EL MEJOR ESPAÑOL DE LA HISTORIA
Contemplé ayer noche el último programa de una serie
televisiva en la que se buscaba nada menos que al «mejor español de la historia».
Era la última entrega de una serie corta. No había visto ningún programa
anterior y este lo vi por curiosidad y por conocer cuál era la elección de algo
tan llamativo.
Poco me importa la parafernalia televisiva, o más bien
nada. Al resultado final hay que restarle, además, un buen puñado de variables:
la votación era popular y no de especialistas, la muestra no sería demasiado
grande, eso de «el mejor» no sé qué significa ni cómo se puede llegar a
alimentar un concepto absoluto, pues depende de los parámetros que apliques; el
programa no era más que un juego televisivo sin más precisión y cien cosas más.
Pero creo que se jugaba algo más importante desde el
punto de vista social.
Los cinco finalistas eran nada menos que Cervantes,
Lorca, Isabel la Católica, Colón y Ramón y Cajal. Cualquiera merecía ese
galardón. Eso no se discutía.
El resultado fue sorprendente, para mí y para todos
los que componían una mesa de personas conocidas (en estos tiempos siempre se
echa mano de famosetes para todo). Y el primer lugar fue para… (ta-chán,
ta-chán) Ramón y Cajal.
En el cuadro aparecían dos personajes del mundo
literario, dos del mundo histórico y uno del mundo científico. Y ganó el del
mundo científico.
Descolocado me dejó el resultado. Lo que no era más
que una anécdota se convirtió para mí en una categoría.
He reflexionado varias veces acerca de la importancia
que, en nuestra cultura, se le ha dado al mundo llamado de las letras y al
llamado de las ciencias. Y creo que es evidente que nuestra cultura, en
términos generales, es una cultura de letras. En ese mundo (literario,
religioso, humanístico, jurídico…) tenemos gentes destacadas en gran número.
Sin embargo, del mundo técnico y científico (siempre en términos generales) no
se puede decir lo mismo, pensando este en sentido histórico, no solo actual.
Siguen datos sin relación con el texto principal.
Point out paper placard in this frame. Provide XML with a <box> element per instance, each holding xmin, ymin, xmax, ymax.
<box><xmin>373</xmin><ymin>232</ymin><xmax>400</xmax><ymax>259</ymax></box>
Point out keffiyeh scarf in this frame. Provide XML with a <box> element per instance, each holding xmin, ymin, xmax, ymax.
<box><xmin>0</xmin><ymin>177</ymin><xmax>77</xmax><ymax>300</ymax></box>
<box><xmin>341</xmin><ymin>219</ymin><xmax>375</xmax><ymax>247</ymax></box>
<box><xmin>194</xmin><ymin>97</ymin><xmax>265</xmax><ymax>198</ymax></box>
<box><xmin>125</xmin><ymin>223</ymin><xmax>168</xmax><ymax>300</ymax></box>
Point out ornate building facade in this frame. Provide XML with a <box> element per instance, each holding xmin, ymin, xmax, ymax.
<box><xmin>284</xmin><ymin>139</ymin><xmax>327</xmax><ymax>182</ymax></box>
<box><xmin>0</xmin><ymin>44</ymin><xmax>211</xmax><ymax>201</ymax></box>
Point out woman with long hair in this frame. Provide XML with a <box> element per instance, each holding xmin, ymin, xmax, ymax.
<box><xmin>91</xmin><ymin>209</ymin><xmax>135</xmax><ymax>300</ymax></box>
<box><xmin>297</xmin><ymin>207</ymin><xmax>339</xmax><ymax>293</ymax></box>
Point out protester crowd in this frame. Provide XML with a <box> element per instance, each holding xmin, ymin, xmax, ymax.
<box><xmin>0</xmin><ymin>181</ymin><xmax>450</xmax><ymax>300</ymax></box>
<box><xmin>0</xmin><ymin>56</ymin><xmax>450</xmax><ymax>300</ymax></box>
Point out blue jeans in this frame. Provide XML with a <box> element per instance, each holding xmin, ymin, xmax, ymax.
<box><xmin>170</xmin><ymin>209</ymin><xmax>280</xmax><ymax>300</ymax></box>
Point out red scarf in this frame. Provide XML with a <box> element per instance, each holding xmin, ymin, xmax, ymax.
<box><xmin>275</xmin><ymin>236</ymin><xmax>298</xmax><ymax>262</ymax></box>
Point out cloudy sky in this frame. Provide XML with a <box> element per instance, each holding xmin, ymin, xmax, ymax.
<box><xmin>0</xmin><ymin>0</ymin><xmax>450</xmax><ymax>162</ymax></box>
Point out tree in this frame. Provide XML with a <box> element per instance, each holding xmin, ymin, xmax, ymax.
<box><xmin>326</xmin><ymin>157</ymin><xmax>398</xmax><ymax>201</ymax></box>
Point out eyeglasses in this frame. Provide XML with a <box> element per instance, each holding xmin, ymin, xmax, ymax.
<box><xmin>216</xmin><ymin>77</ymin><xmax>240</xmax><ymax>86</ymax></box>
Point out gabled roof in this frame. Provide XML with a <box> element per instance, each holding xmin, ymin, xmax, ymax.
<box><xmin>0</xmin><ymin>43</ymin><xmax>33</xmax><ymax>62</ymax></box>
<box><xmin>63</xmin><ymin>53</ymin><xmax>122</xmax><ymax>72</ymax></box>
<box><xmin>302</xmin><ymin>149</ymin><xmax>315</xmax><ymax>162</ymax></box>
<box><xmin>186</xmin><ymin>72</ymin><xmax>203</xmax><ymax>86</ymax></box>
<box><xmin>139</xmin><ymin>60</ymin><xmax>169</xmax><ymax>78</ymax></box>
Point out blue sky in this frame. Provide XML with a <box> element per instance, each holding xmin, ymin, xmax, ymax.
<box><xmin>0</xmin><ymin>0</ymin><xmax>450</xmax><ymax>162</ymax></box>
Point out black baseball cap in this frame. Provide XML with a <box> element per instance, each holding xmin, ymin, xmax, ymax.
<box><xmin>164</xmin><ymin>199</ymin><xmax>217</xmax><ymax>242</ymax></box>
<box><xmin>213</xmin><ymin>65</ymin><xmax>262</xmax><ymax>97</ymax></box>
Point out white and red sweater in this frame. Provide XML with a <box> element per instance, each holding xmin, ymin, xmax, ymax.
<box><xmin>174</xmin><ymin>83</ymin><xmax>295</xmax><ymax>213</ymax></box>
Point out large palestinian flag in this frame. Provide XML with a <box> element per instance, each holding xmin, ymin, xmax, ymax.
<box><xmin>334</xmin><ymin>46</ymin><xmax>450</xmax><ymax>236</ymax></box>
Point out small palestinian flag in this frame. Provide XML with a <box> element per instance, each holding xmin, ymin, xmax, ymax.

Las razones son muchas y, según mi opinión, apuntan en dirección a la
importancia que han tenido siempre la religión católica y la estructura social durante
tantos siglos.
No se trata aquí de afirmar si esto ha sido bueno o
malo; se trata de decir que ha sido, simplemente.
Los tiempos modernos parece que han marcado casi
repentinamente una dirección opuesta. De este modo, aquello que, hasta hace no
mucho, era o desconocido o desconsiderado ahora es estimado en mayor medida que
aquello que antes era ensalzado. En nuestros días, parece que la sociedad
recompensa más a un científico (apariencias de artistas, deportistas y
famosetes al uso aparte) que a un humanista. Si fuera verdad esto (y la
encuesta, con todas sus deficiencias, así lo muestra), el cambio habría sido
radical. En esfuerzos y en escala de valores, sobre todo. Poco puede extrañar,
en este contexto, que el mundo de las humanidades ande tan relegado.
Lo que era un concurso con ribetes populares se
convierte así en algo que apunta a un cambio histórico esencial. Y lo que era
una anécdota se convierte en una categoría.
El razonamiento acerca del peso que deben ocupar las
ciencias y las humanidades queda así abierto. Y la necesidad de que se
complementen también sube a la palestra. Allá cada cual.
Todos los finalistas merecen nuestra admiración. Ramón
y Cajal también, por supuesto. Todos son referentes y espejos en los que
mirarse para orientarnos y para que nos guíen.